Lead Image © adchariya chanpipat,123RF.com

Lead Image © adchariya chanpipat,123RF.com

Open Source VDI solution with RHEV and oVirt

Production Line Desktop

Article from ADMIN 16/2013
Red Hat introduces a management system for KVM-based virtualization based on Red Hat Enterprise Virtualization and open source project oVirt. Now, solutions for desktop virtualization can be implemented without using proprietary software.

The Red Hat Enterprise Virtualization (RHEV) KVM management platform offers a cost-effective and stable alternative to building a virtual desktop infrastructure (VDI) solution. RHEV is originally based on a development by KVM specialist Qumranet. In 2008, Red Hat acquired the company and ported the software step by step from C# and .NET to Java. RHEV's current version 3.2 has been available since June 2012.

If you can manage without support from Red Hat, you can turn to the Red Hat-initiated open source oVirt project. This project is a starting point for Red Hat's RHEV product. However for business purposes, you will not want to use it in a production environment because of the lack of oVirt support as a VDI platform. Red Hat offers a 60-day trial subscription with support, installation instructions, and extensive documentation for testing the RHEV platform [1].


A typical RHEV VDI environment (Figure 1) consists of the RHEV-M management server and one or more KVM-based RHEV-H hypervisor hosts. The RHEV Manager coordinates the RHEV-H server workloads; manages the VDI configuration, templates, and desktop pools; and takes care of automatically rolling out and deleting virtual machines. The RHEV Manager includes a JBoss application server with the RHEV engine and an SDK written in Python and Java. The available web applications include the administrator portal for administrators and the user portal for users, as well as a reporting engine. Since RHEV 3.2, RHEV and oVirt have offered a framework for the integration of third-party components directly in the RHEV Manager (Table 1).

Figure 1: Schematic representation of a RHEV environment.

RHEV-H servers provide the virtual machines. Each active VDI instance requires one. RHEV-H and RHEV-M server communication takes place via the libvirt stack and VDSM (Virtual Desktop and Server Manager) daemon.

Central storage is also necessary for virtual machines and templates. The following storage systems are supported: NFS, iSCSI, Fibre Channel, a local storage implementation using LVM, and other POSIX-compliant filesystems.

A thin client with SPICE (Simple Protocol for Independent Computing Environments) support or another terminal device (laptop, PC) will ideally be in place on the user side. The open source SPICE software and SPICE protocol of the same name act as the communication medium between desktop virtual machines (VMs) and the terminal device. User access to launch the connection to a virtual desktop always occurs through a web browser and the user portal. Depending on the thin client manufacturer, this process can also be hidden from the user. After successful authentication, one or more virtual desktops (and virtual servers) are available to VDI users on the user portal. A VM can be started by double-clicking the desired system.

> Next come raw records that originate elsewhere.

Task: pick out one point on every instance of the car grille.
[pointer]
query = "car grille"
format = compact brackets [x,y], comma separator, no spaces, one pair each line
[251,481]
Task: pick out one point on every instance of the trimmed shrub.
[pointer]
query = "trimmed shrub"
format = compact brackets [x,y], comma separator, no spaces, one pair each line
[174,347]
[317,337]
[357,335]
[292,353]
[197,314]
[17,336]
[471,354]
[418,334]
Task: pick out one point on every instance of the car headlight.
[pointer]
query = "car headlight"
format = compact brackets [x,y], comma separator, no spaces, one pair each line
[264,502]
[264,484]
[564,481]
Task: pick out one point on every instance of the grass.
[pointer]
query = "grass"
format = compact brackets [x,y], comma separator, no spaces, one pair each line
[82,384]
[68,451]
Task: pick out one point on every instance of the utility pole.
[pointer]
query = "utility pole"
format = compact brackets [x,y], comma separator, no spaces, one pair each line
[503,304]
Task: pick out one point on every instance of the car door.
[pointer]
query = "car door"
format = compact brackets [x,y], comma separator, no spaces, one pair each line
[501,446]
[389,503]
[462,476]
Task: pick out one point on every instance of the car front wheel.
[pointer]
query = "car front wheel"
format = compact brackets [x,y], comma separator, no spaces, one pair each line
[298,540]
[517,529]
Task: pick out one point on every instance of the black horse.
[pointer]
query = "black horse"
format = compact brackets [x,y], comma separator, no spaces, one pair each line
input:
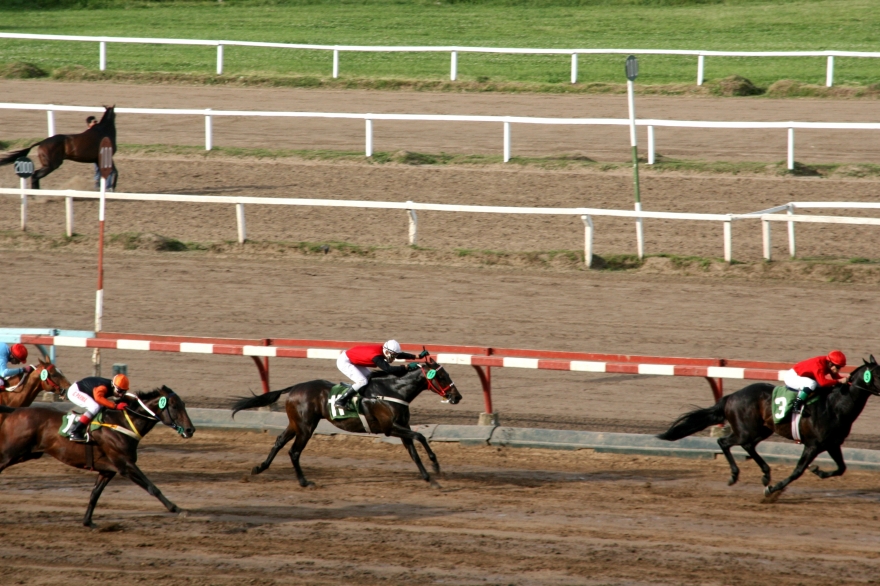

Open source SPICE is available free of charge. It allows a virtual desktop to be displayed over the network and ensures interaction between the VDI user and the virtualized desktop system. The guest system needs the SPICE agent to use SPICE. It communicates with the libspice library on the RHEV hypervisor. This library is in turn responsible for communication with the client.

The SPICE vdagent [2] is available as a package with many Linux distributions and supports SPICE operation on a Linux guest VM. For a Windows guest VM, the spice-guest-tools package [2] is used; it contains the additional drivers necessary for Windows.

SPICE has all the features that are important for users in daily operations. USB redirection makes it possible to pass on almost all USB devices from the thin client to the guest VM. Clipboard sharing allows users to copy between the guest VM and thin clients via the clipboard. Use of up to four screens with a guest VM is possible with multimonitor support.

Thanks to live migration, a VDI user can carry on working without interruption while their guest VM is migrated to a different hypervisor. Bi-directional audio and video transmission allows VoIP telephony, video conferencing, and movie playback in full HD. Transmission can be optionally encrypted through OpenSSL.

For rendering and hardware acceleration, SPICE uses OpenGL and GDI. Graphic computations are not performed by the client device CPU, but directly by the GPU. However, this requires corresponding support in the graphics chipset, which is almost always provided with modern devices.

SPICE usually creates very little network load; the protocol compares very well with other VDI protocols.

Templates and Pools

Templates and pools are essential components in a VDI setup with RHEV or oVirt. A template is the basis for a virtual machine in a VDI environment. Once a VM is configured with your desired system, software, and configurations, you can create a template from it.

A pool contains configuration for deploying virtual desktops for certain tasks or departments, such as, for example, offices at universities provided with desktops that have the necessary office software, but which users may change, or desktops used in exams, whose status is then reset after the event (stateless mode).